Wetland Functions and Values

Lake Creek in Travis County, prior to channelization.
Lake Creek in Travis County, prior to channelization.
Photo courtesy Jennifer Key, TPWD 2002, Travis County

What's the difference between wetland functions and wetland values?

Wetland functions are those processes that wetlands perform independent of human opinion, such as nutrient cycling, floodflow alteration, sediment stabilization, and providing plant and animal habitat. Wetland values are a measurement of the benefit these wetland functions provide to society. For example, wetlands are valued in different degrees for their ability to improve water quality, provide economic benefits for wetland-dependent businesses, help in stabilizing global levels of carbon dioxide, reduce flood damage, and provide recreation opportunities.

Additional Information

Nutrient cycling: this is a measure of abiotic and biotic processes that convert nutrients from one form to another. A recycling process, nutrient cycling in wetlands facilitates detritus turnover, releasing nutrients for uptake by plants.

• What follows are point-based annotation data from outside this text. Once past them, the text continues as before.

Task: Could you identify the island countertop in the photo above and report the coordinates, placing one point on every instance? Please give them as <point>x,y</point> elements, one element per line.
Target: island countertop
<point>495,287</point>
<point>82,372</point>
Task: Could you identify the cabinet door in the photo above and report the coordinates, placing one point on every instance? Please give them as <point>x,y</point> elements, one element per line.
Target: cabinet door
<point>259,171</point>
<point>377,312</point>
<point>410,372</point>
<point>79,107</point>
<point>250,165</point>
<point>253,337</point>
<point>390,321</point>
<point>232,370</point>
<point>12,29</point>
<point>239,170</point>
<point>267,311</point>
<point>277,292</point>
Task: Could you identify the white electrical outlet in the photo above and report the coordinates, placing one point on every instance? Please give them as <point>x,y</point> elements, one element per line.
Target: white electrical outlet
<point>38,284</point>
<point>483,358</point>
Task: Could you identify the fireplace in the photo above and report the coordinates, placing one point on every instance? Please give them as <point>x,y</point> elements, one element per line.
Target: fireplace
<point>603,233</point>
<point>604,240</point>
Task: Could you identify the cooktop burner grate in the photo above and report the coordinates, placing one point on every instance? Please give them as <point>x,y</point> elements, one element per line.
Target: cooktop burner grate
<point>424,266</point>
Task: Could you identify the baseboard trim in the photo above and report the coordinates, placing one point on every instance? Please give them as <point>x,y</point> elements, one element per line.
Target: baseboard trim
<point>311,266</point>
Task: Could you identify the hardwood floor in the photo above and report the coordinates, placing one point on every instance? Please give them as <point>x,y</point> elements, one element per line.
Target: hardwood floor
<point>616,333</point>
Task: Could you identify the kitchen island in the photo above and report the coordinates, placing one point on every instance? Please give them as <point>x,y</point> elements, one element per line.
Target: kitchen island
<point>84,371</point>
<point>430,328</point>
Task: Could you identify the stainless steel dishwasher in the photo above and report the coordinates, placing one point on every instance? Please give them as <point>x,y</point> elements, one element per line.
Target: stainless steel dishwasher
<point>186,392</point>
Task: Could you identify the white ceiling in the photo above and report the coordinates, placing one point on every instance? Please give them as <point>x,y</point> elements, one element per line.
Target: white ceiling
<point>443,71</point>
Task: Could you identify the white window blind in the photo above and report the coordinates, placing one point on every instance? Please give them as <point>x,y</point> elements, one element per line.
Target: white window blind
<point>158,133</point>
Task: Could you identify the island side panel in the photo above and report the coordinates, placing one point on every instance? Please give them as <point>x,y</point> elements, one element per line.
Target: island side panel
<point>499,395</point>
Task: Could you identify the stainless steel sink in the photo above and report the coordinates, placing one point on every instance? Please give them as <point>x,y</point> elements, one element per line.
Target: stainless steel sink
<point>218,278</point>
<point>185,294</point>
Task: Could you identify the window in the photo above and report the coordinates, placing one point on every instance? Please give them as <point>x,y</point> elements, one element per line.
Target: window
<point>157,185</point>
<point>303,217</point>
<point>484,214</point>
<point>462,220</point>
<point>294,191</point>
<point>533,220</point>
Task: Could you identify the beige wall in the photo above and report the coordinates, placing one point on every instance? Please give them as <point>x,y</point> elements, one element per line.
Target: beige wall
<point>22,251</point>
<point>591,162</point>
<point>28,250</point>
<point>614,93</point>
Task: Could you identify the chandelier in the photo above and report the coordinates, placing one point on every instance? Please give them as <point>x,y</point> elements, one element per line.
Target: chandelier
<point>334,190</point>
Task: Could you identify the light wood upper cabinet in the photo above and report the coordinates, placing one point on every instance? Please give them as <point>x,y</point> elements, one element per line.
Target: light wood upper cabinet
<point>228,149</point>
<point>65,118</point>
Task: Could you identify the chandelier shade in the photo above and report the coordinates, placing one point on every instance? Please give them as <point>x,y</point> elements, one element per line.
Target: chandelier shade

Floodflow alteration: this is an important function of mainly riparian wetlands, and relates to a wetland's capacity to capture and temporarily store excess water in the landscape. Generally, the source of this water is overbank flooding from an adjacent stream or river, but can also come from runoff from adjacent upland areas. As overbank flow or upland surface runoff is detained in the wetland, the flood wave is reduced, which can result in reduced downstream peak flows.

Sediment stabilization: as overland flow enters a wetland from an adjacent stream, the flat topography and roughness of the wetland causes the water to slow, and thereby drop inorganic particles out of the water column.

Plant and animal habitat: several wetlands experience wet/dry cycles throughout the year, providing varied structure in plant and animal habitat.